Tante volte anche negli intellettuali, anche nei fedeli, che facilmente, per tante così dette « buone ragioni », tali in realtà non sono.

Il successo vicino e proprio prende il posto dell'ideale obbligato a dure resistenze e ad antipatiche posizioni.

All'entusiasmo della resistenza, del coraggio, del sacrificio, subentra il calcolo dell'utilità, l'accettazione della moda, la fiducia nella maggioranza, la noia di sostenere la parte d'una propria precisa, forte e incomoda personalità; posizioni psicologiche, ed altre simili, che non sanno vivere la speranza.

Tanto più, quarta ragione, che il cielo della vera speranza, quella che trascende il confine del tempo, quella religiosa, la nostra specialmente, è totalmente oscurato: non v'è più campo per una speranza, che oltrepassi i limiti del mondo sperimentale attuali; il carpe diem, non ti lasciare sfuggire il momento che passa e la realtà oggi godibile è il grande principio, l'unico precetto, la verità della nostra esistenza, perché, dice questa comune e atroce concezione della vita, altro non c'è!

È il materialismo, che degrada la vita al livello animale senza trascendenti speranze; è l'agnosticismo, pago della sua miopia e dei suoi irresolubili dubbi.

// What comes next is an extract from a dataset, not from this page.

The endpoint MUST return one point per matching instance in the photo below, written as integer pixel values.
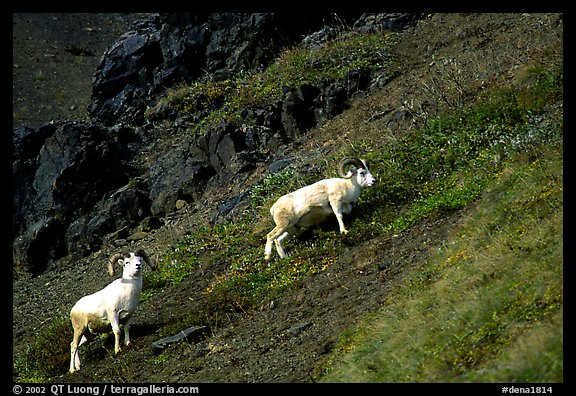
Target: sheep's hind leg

Speranza può significare molte cose; da quella di chi punta al gioco del lotto, a quella dello studioso che con ascetismo austero si dedica alla ricerca scientifica; eccetera.

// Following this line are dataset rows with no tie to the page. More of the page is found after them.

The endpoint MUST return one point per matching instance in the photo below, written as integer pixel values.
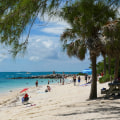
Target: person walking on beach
(86, 77)
(79, 80)
(74, 79)
(36, 83)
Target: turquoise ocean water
(7, 84)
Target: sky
(44, 51)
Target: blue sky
(44, 51)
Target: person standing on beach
(36, 83)
(48, 82)
(74, 79)
(79, 80)
(86, 77)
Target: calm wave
(7, 84)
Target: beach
(63, 102)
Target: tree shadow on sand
(104, 107)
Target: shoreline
(64, 102)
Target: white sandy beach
(64, 102)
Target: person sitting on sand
(48, 89)
(25, 98)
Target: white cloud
(54, 30)
(2, 57)
(34, 58)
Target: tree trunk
(116, 67)
(93, 92)
(109, 65)
(104, 65)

Noi, parlando di quella speranza, che riteniamo necessaria per l'aspro cammino della vera nostra vita cristiana, pensiamo alla Weltanschauwzg, alla concezione generale degli umani destini, alla maniera elementare e sapiente del semplice cristiano, il quale, ben sapendo d'aver conseguito la grande fortuna d'essere discepolo del Vangelo, d'essere membro della Chiesa, d'essere fin d'ora inserito mediante la grazia dello Spirito Santo in un grande piano di salvezza, è convinto che una promessa non illusoria ( spes non confundit - Rm 5,5 -), avvolge tutta la sua sorte.

Nella visione realistica della fede, base della speranza ( Eb 1,1 ), tutto un universo circonda il fedele, pellegrino sulla terra e nel tempo, dove la luce, la provvidenza, la bontà di Dio dispiega tesori inestimabili, in parte già fin d'ora concessi e goduti, in parte, la parte maggiore, promessi a chi se ne rende degno, per grazia sempre divina, e li sa attendere, desiderare e sperare.

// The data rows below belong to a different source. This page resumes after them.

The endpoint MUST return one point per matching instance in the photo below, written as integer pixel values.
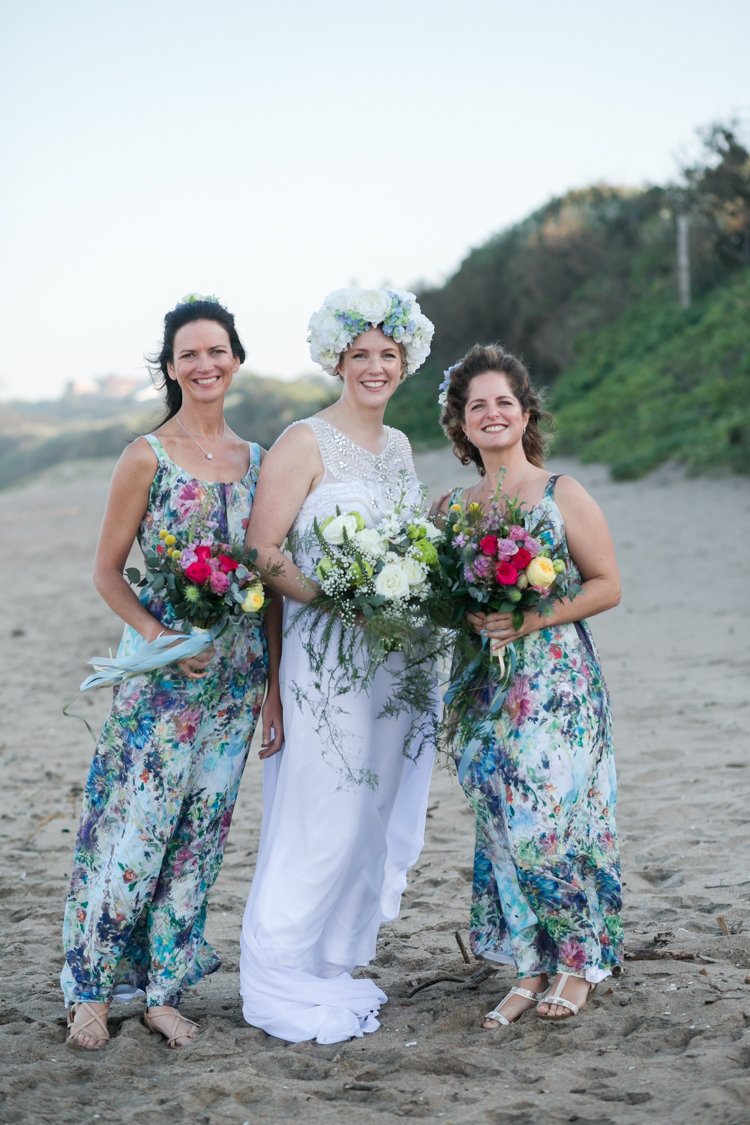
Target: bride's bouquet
(379, 588)
(209, 584)
(386, 574)
(499, 559)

Alle speranze brevi, incerte e ingannevoli, di chi pensa di costruire un umanesimo pagano e materialista, si sovrappongono, senza distruggere quelle presenti ed umane, le speranze infallibili ed incomparabili del cosmo cristiano, dove la morte stessa, l'ultima e terribile nemica creduta invincibile ( Cfr. 1 Cor 15,26 ) cede alla Vita vittoriosa di Cristo, a noi solennemente promessa ( Cfr. Lumen Gentium, 48 ).

Di questa speranza, che si iscrive sopra la sofferenza umana, sopra la fame e la sete di giustizia ( Mt 5,6 ), sopra le nostre tombe, il mondo ha bisogno; noi ne dobbiamo vivere.

L'Anno Santo deve avere riacceso nelle anime questa lampada della speranza cristiana.

Portiamola sempre con noi.

Con la nostra Benedizione Apostolica.